Department of Chemical Engineering, Indian Institute of Technology Bombay, Mumbai, Maharashtra 400076, India.
ACS Infect Dis. 2024 Aug 9;10(8):2623-2636. doi: 10.1021/acsinfecdis.3c00605. Epub 2024 Jul 3.
Antibiotic resistance is a pressing health issue, with the emergence of resistance in bacteria outcompeting the discovery of novel drug candidates. While many studies have used Adaptive Laboratory Evolution (ALE) to understand the determinants of resistance, the influence of the drug dosing profile on the evolutionary trajectory remains understudied. In this study, we employed ALE on exposed to various concentrations of Norfloxacin using both cyclic constant and stepwise increasing drug dosages to examine their impact on the resistance mechanisms selected. Mutations in an efflux pump regulator, LfrR, were found in all of the evolved populations irrespective of the drug profile and population bottleneck, indicating a conserved efflux-based resistance mechanism. This mutation appeared early in the evolutionary trajectory, providing low-level resistance when present alone, with a further increase in resistance resulting from successive accumulation of other mutations. Notably, drug target mutations, similar to those observed in clinical isolates, were only seen above a threshold of greater than 4× the minimum inhibitory concentration (MIC). A combination of three mutations in the genes, R, MSMEG_1959, and MSMEG_5045, was conserved across multiple lineages, leading to high-level resistance and preceding the appearance of drug target mutations. Interestingly, in populations evolved from parental strains lacking the A efflux pump, the primary target of the R regulator, no R gene mutations are selected. Furthermore, evolutional trajectories originating from the ΔA strain displayed early arrest in some lineages and the absence of target gene mutations in those that evolved, albeit delayed. Thus, blocking or inhibiting the expression of efflux pumps can arrest or delay the fixation of drug target mutations, potentially limiting the maximum attainable resistance levels.
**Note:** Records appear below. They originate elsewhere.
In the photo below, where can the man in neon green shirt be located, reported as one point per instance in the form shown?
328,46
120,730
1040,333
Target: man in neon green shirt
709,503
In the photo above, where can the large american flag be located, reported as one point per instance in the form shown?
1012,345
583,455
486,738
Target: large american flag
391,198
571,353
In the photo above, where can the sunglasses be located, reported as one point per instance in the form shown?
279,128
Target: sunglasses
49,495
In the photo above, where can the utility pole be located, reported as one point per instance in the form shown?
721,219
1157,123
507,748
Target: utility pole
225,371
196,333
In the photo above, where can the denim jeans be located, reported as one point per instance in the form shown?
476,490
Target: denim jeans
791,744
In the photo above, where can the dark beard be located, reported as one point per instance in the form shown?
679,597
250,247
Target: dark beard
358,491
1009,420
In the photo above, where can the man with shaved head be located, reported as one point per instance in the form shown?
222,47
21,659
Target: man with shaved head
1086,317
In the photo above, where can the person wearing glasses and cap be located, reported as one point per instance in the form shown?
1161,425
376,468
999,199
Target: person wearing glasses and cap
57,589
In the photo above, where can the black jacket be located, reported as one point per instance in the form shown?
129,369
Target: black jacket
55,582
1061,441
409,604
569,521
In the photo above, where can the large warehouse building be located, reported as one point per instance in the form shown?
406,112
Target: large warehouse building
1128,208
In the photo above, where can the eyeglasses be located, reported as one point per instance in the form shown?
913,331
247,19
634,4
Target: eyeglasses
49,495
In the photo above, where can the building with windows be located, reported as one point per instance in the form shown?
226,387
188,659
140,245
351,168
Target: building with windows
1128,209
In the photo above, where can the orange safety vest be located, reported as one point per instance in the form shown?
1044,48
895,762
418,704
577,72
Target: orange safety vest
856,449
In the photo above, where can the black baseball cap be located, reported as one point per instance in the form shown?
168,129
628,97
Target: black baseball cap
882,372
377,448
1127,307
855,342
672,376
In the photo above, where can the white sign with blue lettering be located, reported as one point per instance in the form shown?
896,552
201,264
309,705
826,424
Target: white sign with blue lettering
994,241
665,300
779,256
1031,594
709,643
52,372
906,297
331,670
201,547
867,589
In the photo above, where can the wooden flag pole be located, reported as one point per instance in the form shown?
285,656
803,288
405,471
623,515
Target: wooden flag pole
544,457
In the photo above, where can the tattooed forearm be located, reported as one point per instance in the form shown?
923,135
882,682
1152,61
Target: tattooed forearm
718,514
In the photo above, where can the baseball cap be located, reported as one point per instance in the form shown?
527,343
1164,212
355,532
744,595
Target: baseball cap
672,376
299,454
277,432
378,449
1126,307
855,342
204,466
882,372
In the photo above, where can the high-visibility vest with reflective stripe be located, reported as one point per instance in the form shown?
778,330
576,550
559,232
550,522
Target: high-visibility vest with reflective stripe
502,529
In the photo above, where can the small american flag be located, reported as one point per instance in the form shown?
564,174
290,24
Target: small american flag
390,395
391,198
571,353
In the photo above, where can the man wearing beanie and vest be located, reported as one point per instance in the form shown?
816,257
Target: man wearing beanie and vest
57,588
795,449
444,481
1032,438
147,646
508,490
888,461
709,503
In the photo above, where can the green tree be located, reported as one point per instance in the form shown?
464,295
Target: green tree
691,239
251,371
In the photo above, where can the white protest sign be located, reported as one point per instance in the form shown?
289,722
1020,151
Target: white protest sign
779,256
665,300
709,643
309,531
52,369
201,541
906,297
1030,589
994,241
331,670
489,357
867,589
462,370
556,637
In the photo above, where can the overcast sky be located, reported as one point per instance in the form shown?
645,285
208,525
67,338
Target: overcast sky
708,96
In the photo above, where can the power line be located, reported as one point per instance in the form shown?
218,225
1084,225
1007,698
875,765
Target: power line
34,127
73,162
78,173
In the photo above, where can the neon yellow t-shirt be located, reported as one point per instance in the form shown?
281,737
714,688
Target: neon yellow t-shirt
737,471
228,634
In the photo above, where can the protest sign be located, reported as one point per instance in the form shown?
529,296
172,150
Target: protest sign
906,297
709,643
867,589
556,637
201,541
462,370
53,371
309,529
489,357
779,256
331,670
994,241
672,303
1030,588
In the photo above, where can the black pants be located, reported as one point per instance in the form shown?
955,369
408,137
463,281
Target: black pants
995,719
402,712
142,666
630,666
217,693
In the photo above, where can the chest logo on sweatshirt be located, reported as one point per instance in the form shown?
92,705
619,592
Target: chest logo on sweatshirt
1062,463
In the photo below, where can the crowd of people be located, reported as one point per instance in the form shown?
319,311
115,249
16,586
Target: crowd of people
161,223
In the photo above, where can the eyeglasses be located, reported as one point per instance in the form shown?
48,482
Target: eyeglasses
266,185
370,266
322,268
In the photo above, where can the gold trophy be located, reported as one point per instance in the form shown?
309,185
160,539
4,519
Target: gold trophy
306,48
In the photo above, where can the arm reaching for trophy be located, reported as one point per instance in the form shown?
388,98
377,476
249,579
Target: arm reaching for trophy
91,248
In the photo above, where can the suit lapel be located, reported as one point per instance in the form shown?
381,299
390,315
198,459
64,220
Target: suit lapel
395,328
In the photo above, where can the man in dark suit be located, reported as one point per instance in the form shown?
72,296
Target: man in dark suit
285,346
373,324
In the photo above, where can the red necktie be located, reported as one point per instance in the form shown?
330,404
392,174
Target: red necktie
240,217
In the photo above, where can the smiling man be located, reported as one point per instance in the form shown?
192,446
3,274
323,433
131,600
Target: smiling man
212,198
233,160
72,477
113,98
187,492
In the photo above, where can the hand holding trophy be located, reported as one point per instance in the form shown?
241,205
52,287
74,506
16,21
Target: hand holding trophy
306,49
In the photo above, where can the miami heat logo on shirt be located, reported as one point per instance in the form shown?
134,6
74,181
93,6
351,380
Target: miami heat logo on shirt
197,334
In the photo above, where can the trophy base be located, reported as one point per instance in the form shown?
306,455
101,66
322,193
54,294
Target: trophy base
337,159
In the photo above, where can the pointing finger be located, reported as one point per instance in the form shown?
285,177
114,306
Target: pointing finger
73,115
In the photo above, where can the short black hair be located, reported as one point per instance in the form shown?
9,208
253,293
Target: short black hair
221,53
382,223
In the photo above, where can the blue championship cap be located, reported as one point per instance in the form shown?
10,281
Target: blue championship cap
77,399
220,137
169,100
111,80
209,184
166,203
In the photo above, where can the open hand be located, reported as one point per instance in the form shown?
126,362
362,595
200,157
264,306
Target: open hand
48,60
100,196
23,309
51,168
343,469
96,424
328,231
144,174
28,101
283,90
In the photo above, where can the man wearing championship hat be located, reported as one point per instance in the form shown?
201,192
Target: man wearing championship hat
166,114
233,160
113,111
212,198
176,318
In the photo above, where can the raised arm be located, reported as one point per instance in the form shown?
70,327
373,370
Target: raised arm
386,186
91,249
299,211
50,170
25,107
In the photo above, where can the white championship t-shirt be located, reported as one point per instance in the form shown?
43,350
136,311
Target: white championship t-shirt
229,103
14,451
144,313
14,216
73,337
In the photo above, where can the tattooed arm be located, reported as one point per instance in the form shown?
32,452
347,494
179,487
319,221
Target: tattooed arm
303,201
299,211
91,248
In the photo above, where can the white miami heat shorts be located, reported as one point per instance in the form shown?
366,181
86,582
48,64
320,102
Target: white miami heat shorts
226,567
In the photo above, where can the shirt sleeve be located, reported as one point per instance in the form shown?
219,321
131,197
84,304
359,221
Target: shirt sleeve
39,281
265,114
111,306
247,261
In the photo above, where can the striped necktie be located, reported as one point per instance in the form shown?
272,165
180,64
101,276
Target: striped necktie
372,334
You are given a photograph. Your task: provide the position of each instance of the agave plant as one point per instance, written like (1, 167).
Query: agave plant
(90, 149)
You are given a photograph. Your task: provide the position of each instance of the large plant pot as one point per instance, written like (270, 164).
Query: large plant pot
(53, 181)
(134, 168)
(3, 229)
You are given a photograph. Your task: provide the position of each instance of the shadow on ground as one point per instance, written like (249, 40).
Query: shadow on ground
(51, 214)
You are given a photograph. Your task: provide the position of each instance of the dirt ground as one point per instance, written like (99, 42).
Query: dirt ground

抗生素耐药性是一个紧迫的健康问题,细菌耐药性的出现已经超过了新型药物候选物的发现。虽然许多研究已经使用适应性实验室进化(ALE)来了解耐药性的决定因素,但药物剂量方案对进化轨迹的影响仍研究不足。在这项研究中,我们使用 ALE 对暴露于不同浓度诺氟沙星的细菌进行了研究,使用循环恒定和逐步增加的药物剂量来研究它们对选择的耐药机制的影响。在所有进化种群中,无论药物谱和种群瓶颈如何,都发现了外排泵调节剂 LfrR 的突变,表明存在保守的基于外排的耐药机制。这种突变出现在进化轨迹的早期,单独存在时提供低水平的耐药性,随后其他突变的连续积累导致耐药性进一步增加。值得注意的是,只有在药物浓度大于最小抑菌浓度(MIC)的 4 倍以上时,才会出现与临床分离株中观察到的类似的药物靶标突变。在多个谱系中,基因 R、MSMEG_1959 和 MSMEG_5045 中的三个突变组合是保守的,导致高水平耐药性,并在药物靶标突变出现之前。有趣的是,在缺乏 A 外排泵的亲本菌株进化而来的种群中,R 调节剂的主要靶标 A efflux pump 没有选择 R 基因突变。此外,来自ΔA 菌株的进化轨迹在一些谱系中早期停滞,并且在进化的谱系中没有靶基因突变,尽管延迟。因此,阻断或抑制外排泵的表达可以阻止或延迟药物靶标突变的固定,从而限制可达到的最大耐药水平。